Köln - Borussia Mönchengladbach bleibt der Angstgegner des 1. FC Köln. Im 67. rheinischen Derby der Fußball-Bundesliga feierte der Aufsteiger am Sonntag beim 2:0 (1:0) seinen zweiten Saisonsieg und kam im 34. Gastspiel bei den "Geißböcken" bereits zu seinem 19. Erfolg. Vor 41.836 Zuschauern, darunter etwa 10 000 Fans vom Niederrhein, im nicht ganz ausverkauften Müngersdorfer Stadion sorgten "U 21"-Nationalspieler Bernd Korzynietz (47.) und Arie van Lent (90.) für die Entscheidung zu Gunsten der Borussia, die sich in der Tabelle mit sieben Punkten in vordere Gefilde verbesserte. Der 1. FC Köln (4) bleibt dagegen vorerst im Mittelmaß stecken.
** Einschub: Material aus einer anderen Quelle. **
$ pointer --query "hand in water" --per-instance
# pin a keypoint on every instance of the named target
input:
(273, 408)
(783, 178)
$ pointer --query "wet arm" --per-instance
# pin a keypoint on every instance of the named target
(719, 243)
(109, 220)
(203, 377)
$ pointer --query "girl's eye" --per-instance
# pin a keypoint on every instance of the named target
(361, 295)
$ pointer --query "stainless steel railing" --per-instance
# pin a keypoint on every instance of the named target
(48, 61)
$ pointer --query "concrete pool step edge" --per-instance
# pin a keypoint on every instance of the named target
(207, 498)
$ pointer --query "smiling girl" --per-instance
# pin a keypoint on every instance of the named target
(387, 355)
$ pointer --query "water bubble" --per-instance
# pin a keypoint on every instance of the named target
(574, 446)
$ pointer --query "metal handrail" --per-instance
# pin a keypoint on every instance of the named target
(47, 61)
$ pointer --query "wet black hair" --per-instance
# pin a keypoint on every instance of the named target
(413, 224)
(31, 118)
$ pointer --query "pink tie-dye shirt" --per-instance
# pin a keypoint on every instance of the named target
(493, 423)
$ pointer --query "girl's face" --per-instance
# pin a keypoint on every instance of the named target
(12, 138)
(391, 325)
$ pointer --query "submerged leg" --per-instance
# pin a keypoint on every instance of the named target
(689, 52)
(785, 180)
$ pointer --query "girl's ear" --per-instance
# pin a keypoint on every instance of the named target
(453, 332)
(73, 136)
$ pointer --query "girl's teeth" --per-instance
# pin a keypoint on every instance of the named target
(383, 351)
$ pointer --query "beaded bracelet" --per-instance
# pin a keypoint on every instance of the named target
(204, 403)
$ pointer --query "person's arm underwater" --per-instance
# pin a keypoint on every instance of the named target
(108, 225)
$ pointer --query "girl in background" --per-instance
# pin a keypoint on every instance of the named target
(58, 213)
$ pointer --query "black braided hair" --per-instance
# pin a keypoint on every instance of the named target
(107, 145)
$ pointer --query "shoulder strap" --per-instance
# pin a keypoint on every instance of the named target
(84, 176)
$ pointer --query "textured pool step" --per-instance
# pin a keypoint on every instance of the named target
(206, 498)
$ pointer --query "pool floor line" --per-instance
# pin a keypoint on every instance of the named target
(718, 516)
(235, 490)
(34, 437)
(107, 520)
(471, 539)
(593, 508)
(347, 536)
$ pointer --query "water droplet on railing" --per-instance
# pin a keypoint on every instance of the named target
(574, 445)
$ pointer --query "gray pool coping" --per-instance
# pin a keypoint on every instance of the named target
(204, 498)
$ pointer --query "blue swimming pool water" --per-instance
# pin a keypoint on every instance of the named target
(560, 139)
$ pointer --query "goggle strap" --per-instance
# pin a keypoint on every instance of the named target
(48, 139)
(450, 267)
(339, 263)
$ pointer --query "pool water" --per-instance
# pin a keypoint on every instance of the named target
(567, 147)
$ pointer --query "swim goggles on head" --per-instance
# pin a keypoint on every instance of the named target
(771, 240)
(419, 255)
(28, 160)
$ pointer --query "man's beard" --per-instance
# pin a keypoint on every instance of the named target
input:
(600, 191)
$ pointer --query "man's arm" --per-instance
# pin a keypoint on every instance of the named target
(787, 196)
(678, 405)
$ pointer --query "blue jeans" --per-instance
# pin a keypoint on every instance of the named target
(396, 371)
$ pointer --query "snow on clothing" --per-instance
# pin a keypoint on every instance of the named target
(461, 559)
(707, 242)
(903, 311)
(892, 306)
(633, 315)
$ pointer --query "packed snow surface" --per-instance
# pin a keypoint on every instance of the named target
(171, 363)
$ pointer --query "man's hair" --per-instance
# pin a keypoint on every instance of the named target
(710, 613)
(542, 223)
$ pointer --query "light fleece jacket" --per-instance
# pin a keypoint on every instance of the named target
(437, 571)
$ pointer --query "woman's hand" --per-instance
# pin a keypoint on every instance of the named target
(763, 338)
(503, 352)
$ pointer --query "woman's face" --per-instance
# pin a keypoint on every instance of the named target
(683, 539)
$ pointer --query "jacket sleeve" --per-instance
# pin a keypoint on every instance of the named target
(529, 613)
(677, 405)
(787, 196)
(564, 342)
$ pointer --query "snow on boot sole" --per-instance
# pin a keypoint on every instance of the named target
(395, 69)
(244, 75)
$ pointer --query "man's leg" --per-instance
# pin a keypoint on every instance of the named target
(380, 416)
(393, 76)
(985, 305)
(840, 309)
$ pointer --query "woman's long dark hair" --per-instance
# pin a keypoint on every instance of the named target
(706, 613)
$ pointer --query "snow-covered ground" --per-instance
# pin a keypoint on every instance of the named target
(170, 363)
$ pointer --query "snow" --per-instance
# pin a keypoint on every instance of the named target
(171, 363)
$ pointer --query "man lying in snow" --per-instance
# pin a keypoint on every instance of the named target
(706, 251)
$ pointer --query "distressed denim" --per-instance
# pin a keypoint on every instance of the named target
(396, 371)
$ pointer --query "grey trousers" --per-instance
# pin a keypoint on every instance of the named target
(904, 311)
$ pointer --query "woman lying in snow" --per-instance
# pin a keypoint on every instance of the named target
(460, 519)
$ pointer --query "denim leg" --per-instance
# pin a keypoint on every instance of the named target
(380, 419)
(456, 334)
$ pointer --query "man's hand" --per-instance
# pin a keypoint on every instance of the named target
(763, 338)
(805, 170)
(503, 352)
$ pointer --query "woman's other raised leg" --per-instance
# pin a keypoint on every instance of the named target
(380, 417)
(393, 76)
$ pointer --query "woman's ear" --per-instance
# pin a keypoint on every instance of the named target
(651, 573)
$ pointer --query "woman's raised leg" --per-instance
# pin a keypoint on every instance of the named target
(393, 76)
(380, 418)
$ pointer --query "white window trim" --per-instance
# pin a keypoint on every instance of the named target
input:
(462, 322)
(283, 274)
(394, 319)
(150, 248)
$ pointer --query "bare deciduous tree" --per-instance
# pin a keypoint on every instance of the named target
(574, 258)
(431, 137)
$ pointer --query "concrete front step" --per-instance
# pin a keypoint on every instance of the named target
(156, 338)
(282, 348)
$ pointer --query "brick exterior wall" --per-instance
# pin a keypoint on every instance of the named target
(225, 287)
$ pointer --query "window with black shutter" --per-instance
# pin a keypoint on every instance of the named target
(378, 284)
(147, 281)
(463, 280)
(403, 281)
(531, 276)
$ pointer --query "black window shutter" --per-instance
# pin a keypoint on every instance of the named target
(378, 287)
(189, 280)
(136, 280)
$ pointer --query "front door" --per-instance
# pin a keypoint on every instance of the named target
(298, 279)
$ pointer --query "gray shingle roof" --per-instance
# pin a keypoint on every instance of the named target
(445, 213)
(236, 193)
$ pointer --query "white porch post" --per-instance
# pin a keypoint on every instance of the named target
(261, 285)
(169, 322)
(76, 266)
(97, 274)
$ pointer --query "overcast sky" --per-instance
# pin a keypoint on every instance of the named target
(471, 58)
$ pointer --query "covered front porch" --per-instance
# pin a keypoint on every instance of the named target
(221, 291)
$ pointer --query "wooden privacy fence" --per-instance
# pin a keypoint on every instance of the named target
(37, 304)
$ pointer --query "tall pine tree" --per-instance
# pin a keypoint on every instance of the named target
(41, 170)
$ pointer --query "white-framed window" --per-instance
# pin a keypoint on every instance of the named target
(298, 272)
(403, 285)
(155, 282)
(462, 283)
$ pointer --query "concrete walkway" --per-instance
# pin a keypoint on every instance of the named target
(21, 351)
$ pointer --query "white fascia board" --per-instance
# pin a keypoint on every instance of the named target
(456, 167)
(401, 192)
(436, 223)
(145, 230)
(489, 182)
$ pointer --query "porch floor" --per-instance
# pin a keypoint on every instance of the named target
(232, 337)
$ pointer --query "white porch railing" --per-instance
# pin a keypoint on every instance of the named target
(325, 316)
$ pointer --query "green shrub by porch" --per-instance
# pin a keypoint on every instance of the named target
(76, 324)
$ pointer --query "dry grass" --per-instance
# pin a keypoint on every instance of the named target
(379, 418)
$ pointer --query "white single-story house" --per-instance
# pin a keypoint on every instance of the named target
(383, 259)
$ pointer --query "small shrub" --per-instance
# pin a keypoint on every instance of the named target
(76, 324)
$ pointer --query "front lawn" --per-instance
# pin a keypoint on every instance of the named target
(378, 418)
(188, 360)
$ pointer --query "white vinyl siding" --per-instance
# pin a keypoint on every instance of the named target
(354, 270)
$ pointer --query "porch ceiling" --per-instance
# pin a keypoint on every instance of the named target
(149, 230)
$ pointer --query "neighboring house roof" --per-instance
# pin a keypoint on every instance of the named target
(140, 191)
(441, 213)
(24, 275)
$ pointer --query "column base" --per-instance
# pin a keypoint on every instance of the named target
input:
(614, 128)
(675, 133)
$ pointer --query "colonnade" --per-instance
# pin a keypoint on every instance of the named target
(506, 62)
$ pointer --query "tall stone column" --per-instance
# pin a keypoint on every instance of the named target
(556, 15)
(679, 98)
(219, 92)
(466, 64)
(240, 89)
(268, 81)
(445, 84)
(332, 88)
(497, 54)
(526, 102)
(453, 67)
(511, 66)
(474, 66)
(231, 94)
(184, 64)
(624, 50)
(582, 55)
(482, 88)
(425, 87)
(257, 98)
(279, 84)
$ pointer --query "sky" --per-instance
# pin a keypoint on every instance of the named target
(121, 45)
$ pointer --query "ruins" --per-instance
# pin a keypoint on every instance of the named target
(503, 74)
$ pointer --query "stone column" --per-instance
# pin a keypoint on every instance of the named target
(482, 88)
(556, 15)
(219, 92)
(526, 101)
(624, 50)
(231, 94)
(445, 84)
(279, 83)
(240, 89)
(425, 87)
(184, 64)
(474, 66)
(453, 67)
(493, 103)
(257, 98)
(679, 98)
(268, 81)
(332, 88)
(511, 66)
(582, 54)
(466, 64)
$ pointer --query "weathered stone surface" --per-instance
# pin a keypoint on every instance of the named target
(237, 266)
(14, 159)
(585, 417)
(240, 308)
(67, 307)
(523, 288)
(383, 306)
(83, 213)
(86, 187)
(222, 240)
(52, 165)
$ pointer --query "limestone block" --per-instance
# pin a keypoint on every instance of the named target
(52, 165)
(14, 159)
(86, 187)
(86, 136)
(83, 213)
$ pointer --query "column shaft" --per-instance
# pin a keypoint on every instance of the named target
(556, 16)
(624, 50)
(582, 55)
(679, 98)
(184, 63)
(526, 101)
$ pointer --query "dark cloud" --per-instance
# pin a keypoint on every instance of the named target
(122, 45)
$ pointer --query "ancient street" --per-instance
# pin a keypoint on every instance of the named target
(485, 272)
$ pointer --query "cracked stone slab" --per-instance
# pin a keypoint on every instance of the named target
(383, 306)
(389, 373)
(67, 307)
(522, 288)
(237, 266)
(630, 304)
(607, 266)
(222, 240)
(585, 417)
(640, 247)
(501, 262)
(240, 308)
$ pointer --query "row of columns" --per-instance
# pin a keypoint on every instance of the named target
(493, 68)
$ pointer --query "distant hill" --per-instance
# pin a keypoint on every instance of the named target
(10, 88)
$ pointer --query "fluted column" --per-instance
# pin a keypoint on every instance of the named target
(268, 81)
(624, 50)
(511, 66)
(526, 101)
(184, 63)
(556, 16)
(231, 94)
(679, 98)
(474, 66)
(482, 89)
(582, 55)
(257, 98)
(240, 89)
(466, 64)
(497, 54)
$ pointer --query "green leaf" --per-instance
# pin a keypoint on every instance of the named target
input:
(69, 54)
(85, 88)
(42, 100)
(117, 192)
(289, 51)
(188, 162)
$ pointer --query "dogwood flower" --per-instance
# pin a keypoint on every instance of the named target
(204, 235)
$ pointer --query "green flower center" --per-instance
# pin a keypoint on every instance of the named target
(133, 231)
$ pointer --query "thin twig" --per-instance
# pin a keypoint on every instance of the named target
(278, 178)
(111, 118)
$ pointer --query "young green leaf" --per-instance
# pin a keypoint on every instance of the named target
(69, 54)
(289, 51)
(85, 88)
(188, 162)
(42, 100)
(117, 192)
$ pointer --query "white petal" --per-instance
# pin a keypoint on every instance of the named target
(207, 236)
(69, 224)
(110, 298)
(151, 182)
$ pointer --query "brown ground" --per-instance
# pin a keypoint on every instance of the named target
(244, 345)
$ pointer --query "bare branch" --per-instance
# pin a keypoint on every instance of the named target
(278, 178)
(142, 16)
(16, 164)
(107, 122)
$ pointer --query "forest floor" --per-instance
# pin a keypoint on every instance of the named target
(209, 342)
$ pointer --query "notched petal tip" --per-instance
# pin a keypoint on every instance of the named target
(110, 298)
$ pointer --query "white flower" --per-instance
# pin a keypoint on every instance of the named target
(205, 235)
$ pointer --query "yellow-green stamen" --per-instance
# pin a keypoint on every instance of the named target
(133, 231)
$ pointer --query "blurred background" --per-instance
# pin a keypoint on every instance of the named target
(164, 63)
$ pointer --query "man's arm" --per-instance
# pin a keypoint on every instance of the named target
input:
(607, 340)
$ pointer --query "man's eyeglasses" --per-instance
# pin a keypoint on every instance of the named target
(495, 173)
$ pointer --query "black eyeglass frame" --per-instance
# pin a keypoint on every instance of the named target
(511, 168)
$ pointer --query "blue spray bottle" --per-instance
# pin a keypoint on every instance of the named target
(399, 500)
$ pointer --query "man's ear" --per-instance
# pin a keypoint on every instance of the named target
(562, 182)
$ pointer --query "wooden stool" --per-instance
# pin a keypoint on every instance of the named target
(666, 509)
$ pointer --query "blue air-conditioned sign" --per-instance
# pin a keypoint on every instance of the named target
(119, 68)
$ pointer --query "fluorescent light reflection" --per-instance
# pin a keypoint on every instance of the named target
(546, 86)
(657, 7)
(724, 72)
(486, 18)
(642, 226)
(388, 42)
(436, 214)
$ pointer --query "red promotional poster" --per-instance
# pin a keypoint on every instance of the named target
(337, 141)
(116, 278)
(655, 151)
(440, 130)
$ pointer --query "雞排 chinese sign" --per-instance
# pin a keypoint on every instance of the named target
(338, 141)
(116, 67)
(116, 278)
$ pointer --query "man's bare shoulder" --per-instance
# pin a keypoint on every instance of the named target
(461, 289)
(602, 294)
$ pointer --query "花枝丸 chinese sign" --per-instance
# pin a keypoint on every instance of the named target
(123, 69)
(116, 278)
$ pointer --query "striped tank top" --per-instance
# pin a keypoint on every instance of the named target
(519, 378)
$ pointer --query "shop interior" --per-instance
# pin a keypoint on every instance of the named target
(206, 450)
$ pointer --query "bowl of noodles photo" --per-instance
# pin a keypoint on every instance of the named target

"Wenn wir so spielen - das macht einfach Spaß. Wir waren die bessere Mannschaft und haben verdient gewonnen", sagte Gladbachs Torhüter Jörg Stiel nach der hart umkämpften Begegnung, in der sich die beiden rheinischen Rivalen nichts schenkten. "Scheiß Niederlage", gestand hingegen Kölns Jörg Reeb nach der verdienten Heimpleite. "Ich weiß nicht, warum wir wieder in den schlechten Trott verfallen sind."

Harte Gangart


In einer von Beginn an hart umkämpften Begegnung schenkten sich die beiden rheinischen Rivalen nichts, boten aber insgesamt eher durchwachsenen Fußball, wobei vor allem die Hausherren enttäuschten. In Aktion trat zunächst vornehmlich Schiedsrichter Lutz Wagner (Hofheim), der schon in der Anfangs-Viertelstunde drei Gelbe Karten verteilte. Insgesamt wurden allein vor der Pause 33 Fouls gezählt. Unter der allgemeinen Härte litt das Spiel, Torchancen waren Mangelware.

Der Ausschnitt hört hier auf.